Macro-modèle de choix d'un SLM souverain

 UGAIA / AFEES · OUTIL COMPAGNON DU TOME 2

Macro-modèle de choix du SLM souverain

 

Le macro-modèle

Fonctions, présentation et mode d'emploi

Version 2 — juillet 2026 · Ubuntu + Ollama + Mistral / Phi-4 / Llama

RÉSUMÉ COMEX

Le macro-modèle transforme le fil directeur du Tome 2 en un outil de décision opérable en moins de deux minutes, par un DSI comme par un membre du COMEX.

Quatre questions — classification des données, usage, matériel, profil — convergent vers un « Passeport de choix » : un modèle, sa commande de déploiement, son routage LiteLLM et son rattachement au framework des cinq piliers.

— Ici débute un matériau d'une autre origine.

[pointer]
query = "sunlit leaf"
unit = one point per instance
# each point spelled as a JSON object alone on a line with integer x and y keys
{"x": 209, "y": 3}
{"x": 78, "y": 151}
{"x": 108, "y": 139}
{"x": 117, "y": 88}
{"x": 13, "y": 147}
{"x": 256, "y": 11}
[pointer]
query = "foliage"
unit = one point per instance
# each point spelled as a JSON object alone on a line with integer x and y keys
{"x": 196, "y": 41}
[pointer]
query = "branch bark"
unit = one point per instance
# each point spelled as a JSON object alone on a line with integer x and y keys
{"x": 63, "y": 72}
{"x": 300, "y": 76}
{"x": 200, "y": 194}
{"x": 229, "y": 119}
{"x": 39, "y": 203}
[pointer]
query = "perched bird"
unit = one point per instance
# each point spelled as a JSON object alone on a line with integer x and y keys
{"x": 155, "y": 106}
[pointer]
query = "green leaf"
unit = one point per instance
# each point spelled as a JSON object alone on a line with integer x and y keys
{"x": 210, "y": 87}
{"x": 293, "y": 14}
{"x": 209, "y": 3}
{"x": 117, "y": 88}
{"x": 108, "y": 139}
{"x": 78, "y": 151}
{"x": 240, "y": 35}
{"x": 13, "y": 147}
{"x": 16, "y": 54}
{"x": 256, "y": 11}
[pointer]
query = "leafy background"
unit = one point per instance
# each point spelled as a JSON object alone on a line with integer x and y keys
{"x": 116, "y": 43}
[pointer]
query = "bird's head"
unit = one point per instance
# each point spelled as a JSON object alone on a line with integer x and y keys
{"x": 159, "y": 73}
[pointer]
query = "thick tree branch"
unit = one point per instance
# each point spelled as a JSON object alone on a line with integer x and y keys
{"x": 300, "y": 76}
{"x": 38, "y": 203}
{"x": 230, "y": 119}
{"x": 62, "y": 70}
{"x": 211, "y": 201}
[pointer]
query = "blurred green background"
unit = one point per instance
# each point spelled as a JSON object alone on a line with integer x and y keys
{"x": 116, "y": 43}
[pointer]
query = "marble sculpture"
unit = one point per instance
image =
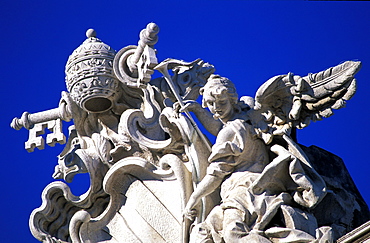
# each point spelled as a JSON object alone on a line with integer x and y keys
{"x": 154, "y": 175}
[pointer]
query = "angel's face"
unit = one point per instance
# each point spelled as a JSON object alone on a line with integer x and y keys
{"x": 220, "y": 106}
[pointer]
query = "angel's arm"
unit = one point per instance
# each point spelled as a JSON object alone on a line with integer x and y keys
{"x": 212, "y": 125}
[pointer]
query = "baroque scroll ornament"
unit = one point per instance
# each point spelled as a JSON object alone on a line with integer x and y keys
{"x": 154, "y": 175}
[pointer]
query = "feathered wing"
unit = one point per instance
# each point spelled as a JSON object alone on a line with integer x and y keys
{"x": 288, "y": 101}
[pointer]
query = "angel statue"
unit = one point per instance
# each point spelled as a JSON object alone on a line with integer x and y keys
{"x": 268, "y": 187}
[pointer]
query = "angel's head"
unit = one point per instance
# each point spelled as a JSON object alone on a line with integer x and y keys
{"x": 219, "y": 95}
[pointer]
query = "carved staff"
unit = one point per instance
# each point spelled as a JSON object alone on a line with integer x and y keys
{"x": 163, "y": 68}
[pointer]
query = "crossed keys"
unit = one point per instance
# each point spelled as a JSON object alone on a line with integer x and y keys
{"x": 37, "y": 141}
{"x": 37, "y": 123}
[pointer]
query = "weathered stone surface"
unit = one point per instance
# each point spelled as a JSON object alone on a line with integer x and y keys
{"x": 154, "y": 175}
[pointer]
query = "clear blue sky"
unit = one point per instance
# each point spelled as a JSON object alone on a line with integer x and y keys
{"x": 247, "y": 41}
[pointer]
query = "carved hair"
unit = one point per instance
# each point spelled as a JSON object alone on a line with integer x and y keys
{"x": 217, "y": 85}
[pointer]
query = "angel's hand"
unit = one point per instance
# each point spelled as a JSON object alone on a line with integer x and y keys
{"x": 189, "y": 105}
{"x": 190, "y": 212}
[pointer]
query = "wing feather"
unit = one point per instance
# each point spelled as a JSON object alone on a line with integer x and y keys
{"x": 288, "y": 101}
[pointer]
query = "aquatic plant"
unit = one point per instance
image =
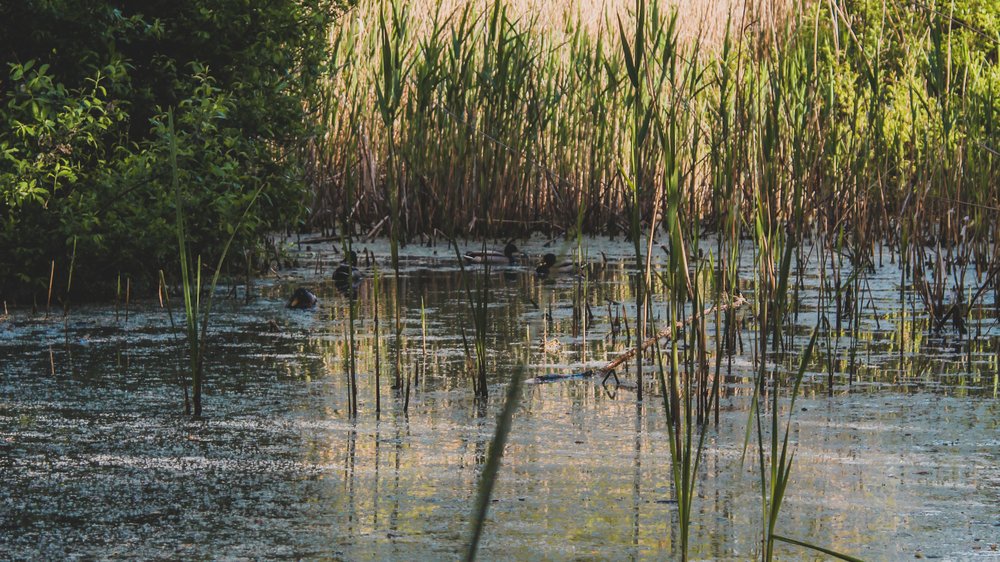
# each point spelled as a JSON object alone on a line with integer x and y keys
{"x": 191, "y": 284}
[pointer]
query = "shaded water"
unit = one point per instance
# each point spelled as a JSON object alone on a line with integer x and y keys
{"x": 897, "y": 454}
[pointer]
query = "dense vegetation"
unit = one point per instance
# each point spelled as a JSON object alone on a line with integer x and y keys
{"x": 84, "y": 91}
{"x": 875, "y": 110}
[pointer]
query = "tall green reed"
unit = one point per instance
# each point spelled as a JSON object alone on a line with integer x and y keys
{"x": 191, "y": 284}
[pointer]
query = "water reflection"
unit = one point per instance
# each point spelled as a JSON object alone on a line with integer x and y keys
{"x": 896, "y": 432}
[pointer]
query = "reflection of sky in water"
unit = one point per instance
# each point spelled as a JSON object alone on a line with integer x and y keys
{"x": 97, "y": 461}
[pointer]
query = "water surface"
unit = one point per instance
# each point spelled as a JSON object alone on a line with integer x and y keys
{"x": 896, "y": 434}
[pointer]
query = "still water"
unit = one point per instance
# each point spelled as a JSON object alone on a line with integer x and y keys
{"x": 896, "y": 434}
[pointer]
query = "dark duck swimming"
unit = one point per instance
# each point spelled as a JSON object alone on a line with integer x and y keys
{"x": 509, "y": 256}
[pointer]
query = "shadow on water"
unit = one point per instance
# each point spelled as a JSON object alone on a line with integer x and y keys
{"x": 897, "y": 451}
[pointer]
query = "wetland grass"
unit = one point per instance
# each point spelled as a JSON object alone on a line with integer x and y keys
{"x": 191, "y": 283}
{"x": 798, "y": 126}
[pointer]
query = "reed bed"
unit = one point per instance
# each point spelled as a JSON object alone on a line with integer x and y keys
{"x": 855, "y": 125}
{"x": 482, "y": 119}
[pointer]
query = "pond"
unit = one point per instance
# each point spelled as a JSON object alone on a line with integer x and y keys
{"x": 895, "y": 433}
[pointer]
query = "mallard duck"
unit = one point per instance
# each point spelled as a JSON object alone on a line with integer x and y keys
{"x": 303, "y": 299}
{"x": 347, "y": 272}
{"x": 509, "y": 255}
{"x": 549, "y": 265}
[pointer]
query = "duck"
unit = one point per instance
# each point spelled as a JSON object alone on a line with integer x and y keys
{"x": 549, "y": 265}
{"x": 347, "y": 272}
{"x": 509, "y": 255}
{"x": 303, "y": 299}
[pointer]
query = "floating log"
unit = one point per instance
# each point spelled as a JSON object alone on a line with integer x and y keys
{"x": 666, "y": 333}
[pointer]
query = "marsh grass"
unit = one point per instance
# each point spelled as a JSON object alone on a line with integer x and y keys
{"x": 785, "y": 123}
{"x": 191, "y": 283}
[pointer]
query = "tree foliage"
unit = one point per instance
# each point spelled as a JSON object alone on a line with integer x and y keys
{"x": 84, "y": 89}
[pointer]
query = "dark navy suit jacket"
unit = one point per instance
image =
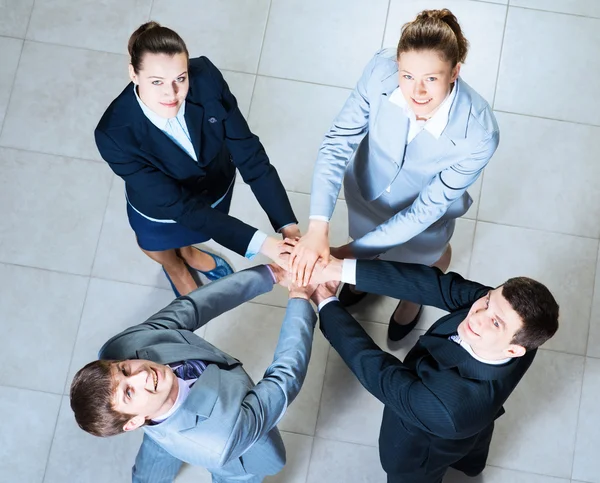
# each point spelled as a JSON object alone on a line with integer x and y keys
{"x": 164, "y": 182}
{"x": 439, "y": 400}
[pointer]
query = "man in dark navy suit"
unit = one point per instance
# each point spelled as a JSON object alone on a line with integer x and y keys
{"x": 442, "y": 400}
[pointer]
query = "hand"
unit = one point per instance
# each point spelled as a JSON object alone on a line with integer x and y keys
{"x": 282, "y": 276}
{"x": 270, "y": 248}
{"x": 324, "y": 291}
{"x": 301, "y": 292}
{"x": 308, "y": 250}
{"x": 291, "y": 231}
{"x": 332, "y": 272}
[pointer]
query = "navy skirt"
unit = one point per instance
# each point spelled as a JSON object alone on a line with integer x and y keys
{"x": 156, "y": 236}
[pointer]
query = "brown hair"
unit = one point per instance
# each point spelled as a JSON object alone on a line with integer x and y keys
{"x": 92, "y": 394}
{"x": 537, "y": 308}
{"x": 436, "y": 30}
{"x": 153, "y": 38}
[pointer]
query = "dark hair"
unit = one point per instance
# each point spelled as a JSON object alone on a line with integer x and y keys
{"x": 436, "y": 30}
{"x": 92, "y": 394}
{"x": 153, "y": 38}
{"x": 537, "y": 308}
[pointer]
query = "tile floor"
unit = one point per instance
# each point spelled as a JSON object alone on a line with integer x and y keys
{"x": 71, "y": 275}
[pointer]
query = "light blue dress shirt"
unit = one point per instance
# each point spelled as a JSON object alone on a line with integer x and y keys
{"x": 176, "y": 129}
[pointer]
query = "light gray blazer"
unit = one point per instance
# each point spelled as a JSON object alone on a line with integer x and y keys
{"x": 225, "y": 415}
{"x": 436, "y": 172}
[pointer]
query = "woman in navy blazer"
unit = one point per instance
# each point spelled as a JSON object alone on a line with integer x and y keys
{"x": 176, "y": 136}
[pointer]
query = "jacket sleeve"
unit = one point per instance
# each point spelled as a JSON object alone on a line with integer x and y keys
{"x": 341, "y": 141}
{"x": 249, "y": 156}
{"x": 190, "y": 312}
{"x": 418, "y": 283}
{"x": 431, "y": 204}
{"x": 266, "y": 403}
{"x": 172, "y": 201}
{"x": 384, "y": 376}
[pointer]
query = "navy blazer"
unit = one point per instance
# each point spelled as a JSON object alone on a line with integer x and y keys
{"x": 440, "y": 399}
{"x": 164, "y": 182}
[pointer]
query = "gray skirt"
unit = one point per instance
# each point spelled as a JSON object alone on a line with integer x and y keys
{"x": 364, "y": 216}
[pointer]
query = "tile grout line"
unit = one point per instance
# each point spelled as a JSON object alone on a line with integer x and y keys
{"x": 65, "y": 381}
{"x": 387, "y": 17}
{"x": 499, "y": 62}
{"x": 594, "y": 288}
{"x": 262, "y": 46}
{"x": 578, "y": 417}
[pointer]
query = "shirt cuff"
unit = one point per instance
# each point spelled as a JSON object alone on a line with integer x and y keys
{"x": 319, "y": 218}
{"x": 325, "y": 302}
{"x": 272, "y": 274}
{"x": 285, "y": 226}
{"x": 349, "y": 271}
{"x": 255, "y": 244}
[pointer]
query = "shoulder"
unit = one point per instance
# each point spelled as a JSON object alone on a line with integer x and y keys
{"x": 481, "y": 116}
{"x": 118, "y": 113}
{"x": 206, "y": 81}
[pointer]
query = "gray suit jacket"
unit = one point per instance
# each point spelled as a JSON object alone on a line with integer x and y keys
{"x": 226, "y": 416}
{"x": 434, "y": 173}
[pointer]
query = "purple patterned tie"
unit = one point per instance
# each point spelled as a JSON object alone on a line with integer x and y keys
{"x": 190, "y": 369}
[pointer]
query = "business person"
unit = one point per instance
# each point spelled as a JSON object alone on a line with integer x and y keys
{"x": 442, "y": 400}
{"x": 410, "y": 140}
{"x": 195, "y": 403}
{"x": 176, "y": 136}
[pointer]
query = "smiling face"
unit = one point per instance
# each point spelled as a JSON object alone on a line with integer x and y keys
{"x": 490, "y": 326}
{"x": 144, "y": 389}
{"x": 425, "y": 80}
{"x": 162, "y": 82}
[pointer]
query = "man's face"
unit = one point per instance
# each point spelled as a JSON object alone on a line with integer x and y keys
{"x": 490, "y": 327}
{"x": 144, "y": 389}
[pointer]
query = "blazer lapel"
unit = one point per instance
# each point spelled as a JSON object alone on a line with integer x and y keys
{"x": 170, "y": 352}
{"x": 194, "y": 116}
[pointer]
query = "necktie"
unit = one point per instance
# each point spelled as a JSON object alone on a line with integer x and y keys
{"x": 190, "y": 369}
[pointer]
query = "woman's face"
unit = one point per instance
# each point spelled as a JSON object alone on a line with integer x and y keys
{"x": 162, "y": 82}
{"x": 425, "y": 80}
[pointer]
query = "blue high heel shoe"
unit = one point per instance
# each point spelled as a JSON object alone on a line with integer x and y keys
{"x": 177, "y": 294}
{"x": 221, "y": 270}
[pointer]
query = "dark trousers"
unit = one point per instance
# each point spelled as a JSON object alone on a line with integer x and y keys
{"x": 471, "y": 464}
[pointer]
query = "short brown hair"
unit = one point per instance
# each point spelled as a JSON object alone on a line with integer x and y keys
{"x": 436, "y": 30}
{"x": 537, "y": 308}
{"x": 92, "y": 394}
{"x": 153, "y": 38}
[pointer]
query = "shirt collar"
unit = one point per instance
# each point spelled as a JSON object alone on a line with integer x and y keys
{"x": 159, "y": 121}
{"x": 438, "y": 122}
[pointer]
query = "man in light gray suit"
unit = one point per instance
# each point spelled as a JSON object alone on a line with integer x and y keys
{"x": 196, "y": 404}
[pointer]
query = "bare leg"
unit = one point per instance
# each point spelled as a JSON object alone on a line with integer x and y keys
{"x": 197, "y": 259}
{"x": 407, "y": 311}
{"x": 174, "y": 266}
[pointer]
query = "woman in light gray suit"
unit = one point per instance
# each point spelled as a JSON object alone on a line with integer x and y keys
{"x": 410, "y": 140}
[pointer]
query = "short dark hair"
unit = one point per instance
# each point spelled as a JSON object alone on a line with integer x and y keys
{"x": 537, "y": 308}
{"x": 153, "y": 38}
{"x": 92, "y": 394}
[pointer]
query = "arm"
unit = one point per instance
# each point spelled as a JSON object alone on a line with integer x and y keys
{"x": 192, "y": 311}
{"x": 266, "y": 403}
{"x": 383, "y": 375}
{"x": 172, "y": 201}
{"x": 348, "y": 129}
{"x": 431, "y": 204}
{"x": 250, "y": 158}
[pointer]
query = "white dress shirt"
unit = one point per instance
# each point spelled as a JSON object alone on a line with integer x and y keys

Un second module chiffre le point d'équilibre entre API mesurée et infrastructure amortie. Les hypothèses par défaut reproduisent le TCO du chapitre 17 : équilibre atteint à 15,2 mois pour un usage conversationnel, 4,7 mois dès que l'usage devient agentique.

Un troisième module exporte la figure légendée destinée au manuscrit, en vis-à-vis du logigramme (Figure 41).

L'outil ne remplace ni l'AIPD, ni l'audit de sécurité, ni la validation par le Comité de Souveraineté IA. Il documente une décision ; il ne la signe pas.

 

Sommaire

Partie A — Présentation : les fonctions du macro-modèle

A.1  Le principe : un raisonnement à quatre étages

A.2  Les fonctions du module 1 : le Passeport de choix

A.3  Les fonctions du module 2 : le calculateur de break-even

A.4  Les fonctions du module 3 : l'export pour le manuscrit

Partie B — Mode d'emploi

B.1  Ouvrir et diffuser l'outil

B.2  Module 1 : obtenir le Passeport de choix

B.3  Module 2 : chiffrer le point d'équilibre

B.4  Module 3 : exporter la figure

B.5  Points de vigilance


Partie A — Présentation : les fonctions du macro-modèle

Le Tome 2 contient déjà toute la matière nécessaire au choix d'un modèle de langage souverain : la méthode des trois questions du chapitre 10, l'arbre de décision express de l'annexe 2, la classification N1-N4 et son routage par LiteLLM Proxy, la grille de sélection pondérée, enfin les recommandations par profil d'organisation. Cette matière est toutefois dispersée entre un chapitre, une annexe et deux logigrammes. Le macro-modèle la rassemble en un raisonnement unique et vérifiable.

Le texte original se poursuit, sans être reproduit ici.